Investors were finally treated yesterday to some of the most important compromise provisions to come out of the House-Senate conference on the Tax Cuts and Jobs Act. Among them were:

  • 21% corporate rate
  • Reduction of the top wage rate to 37%
  • 20% deduction on pass-through income
  • Full corporate expensing of capital investments for the next five years
  • Repealed corporate AMT
  • Mandatory one-time tax on corporate cash held overseas (taxed at 15%) and foreign-domiciled PP&E purchased with foreign earnings taxed at 10%
  • $10K deduction on individual state, local, and property taxes
  • Mortgage interest deduction on the first $750K of a mortgage
  • Doubling of the estate tax exemption
  • Lower individual rates are temporary and will be phased out over time

Net, net, this tax reform bill could a few very notable things from a macroeconomic and balance of payments perspective if economic agents obey the incentives.

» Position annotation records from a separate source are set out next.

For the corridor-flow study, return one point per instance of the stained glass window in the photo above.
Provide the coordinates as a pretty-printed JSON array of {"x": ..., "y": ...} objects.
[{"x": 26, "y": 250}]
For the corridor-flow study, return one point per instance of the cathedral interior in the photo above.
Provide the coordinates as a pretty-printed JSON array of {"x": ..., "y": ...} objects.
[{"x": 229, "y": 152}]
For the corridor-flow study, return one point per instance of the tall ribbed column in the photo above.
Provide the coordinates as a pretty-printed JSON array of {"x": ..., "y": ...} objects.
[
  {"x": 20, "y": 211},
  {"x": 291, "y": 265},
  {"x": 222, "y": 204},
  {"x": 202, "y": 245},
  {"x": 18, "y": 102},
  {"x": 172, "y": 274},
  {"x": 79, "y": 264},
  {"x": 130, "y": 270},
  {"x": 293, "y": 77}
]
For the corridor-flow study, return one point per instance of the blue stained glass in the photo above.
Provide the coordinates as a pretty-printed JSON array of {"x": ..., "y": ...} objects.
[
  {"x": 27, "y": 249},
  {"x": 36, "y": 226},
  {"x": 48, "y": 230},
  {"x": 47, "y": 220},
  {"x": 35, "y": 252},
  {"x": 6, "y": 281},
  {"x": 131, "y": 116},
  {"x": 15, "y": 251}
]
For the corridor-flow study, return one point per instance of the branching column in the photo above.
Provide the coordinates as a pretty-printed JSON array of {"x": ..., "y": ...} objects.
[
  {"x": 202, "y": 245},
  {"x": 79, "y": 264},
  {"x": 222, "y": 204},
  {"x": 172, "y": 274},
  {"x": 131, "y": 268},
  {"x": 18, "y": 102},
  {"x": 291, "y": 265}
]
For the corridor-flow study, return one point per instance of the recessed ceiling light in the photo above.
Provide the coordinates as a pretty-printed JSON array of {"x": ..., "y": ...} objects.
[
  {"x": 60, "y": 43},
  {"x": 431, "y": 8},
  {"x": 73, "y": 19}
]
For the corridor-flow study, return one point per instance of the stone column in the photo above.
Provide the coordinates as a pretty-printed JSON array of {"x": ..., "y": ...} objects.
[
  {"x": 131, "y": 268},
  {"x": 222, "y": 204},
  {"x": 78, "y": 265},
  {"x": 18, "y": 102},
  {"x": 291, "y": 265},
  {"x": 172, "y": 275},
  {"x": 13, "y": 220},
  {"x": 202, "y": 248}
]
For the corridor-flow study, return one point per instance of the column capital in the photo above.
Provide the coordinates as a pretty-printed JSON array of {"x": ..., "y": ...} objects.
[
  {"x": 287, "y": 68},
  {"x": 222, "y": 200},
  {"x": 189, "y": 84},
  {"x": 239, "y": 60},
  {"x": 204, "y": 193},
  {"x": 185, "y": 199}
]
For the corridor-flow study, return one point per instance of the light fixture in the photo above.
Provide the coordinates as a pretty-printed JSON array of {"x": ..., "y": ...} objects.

First, on the margin it incentivizes capital investment in the United States by, at least temporarily, raising the return on invested capital for owners of said capital. Second, it will add about $1tn of debt to the nation’s balance sheet over the next ten years after taking into consideration the boost to growth the bill could generate.

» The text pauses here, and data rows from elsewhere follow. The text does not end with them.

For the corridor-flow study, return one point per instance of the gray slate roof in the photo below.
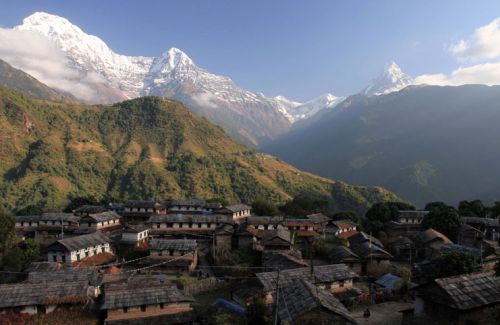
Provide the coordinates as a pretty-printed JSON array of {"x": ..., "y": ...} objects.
[
  {"x": 28, "y": 294},
  {"x": 471, "y": 290},
  {"x": 283, "y": 234},
  {"x": 300, "y": 297},
  {"x": 186, "y": 218},
  {"x": 90, "y": 275},
  {"x": 237, "y": 207},
  {"x": 79, "y": 242},
  {"x": 322, "y": 274},
  {"x": 183, "y": 245},
  {"x": 143, "y": 296},
  {"x": 102, "y": 216}
]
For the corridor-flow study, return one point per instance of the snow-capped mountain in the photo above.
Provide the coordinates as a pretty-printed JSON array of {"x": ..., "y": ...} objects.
[
  {"x": 109, "y": 77},
  {"x": 391, "y": 80}
]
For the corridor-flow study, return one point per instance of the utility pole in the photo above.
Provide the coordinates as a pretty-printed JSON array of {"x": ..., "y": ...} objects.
[{"x": 277, "y": 298}]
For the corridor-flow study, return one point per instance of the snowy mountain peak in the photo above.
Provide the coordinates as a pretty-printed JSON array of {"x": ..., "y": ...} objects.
[{"x": 391, "y": 80}]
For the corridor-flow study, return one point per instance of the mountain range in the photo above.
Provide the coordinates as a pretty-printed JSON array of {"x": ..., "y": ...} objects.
[
  {"x": 425, "y": 143},
  {"x": 99, "y": 75},
  {"x": 144, "y": 148}
]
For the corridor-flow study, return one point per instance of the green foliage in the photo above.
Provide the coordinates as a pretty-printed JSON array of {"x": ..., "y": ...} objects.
[
  {"x": 263, "y": 207},
  {"x": 304, "y": 204},
  {"x": 474, "y": 208},
  {"x": 443, "y": 218},
  {"x": 454, "y": 263},
  {"x": 348, "y": 215},
  {"x": 257, "y": 312},
  {"x": 146, "y": 148},
  {"x": 30, "y": 210},
  {"x": 381, "y": 213}
]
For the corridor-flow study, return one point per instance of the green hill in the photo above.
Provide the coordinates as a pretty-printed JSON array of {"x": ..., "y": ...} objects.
[
  {"x": 423, "y": 143},
  {"x": 146, "y": 148}
]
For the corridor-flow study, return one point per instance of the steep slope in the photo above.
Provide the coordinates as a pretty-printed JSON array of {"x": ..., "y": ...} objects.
[
  {"x": 142, "y": 148},
  {"x": 391, "y": 80},
  {"x": 424, "y": 143},
  {"x": 19, "y": 80},
  {"x": 248, "y": 117}
]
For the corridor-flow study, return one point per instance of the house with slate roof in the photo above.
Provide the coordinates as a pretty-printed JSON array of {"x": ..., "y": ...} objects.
[
  {"x": 237, "y": 212},
  {"x": 301, "y": 302},
  {"x": 462, "y": 299},
  {"x": 75, "y": 249},
  {"x": 334, "y": 277},
  {"x": 178, "y": 254},
  {"x": 159, "y": 304}
]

When considering the possible effects of changes to the tax code and budget deficits it’s useful to recall some fundamental identities of national income accounting. First, an individual’s income (i) can only be allocated in any of three ways: consumption ©, savings (S) or taxes (T).

This income is generated from the domestic sale consumption goods ©, investment goods (I), government services (G) or net exports (X-M).

Therefore, C+S+T=C+I+G+(X-M). We can further simplify the identity to T-G=(I-S) + (X-M).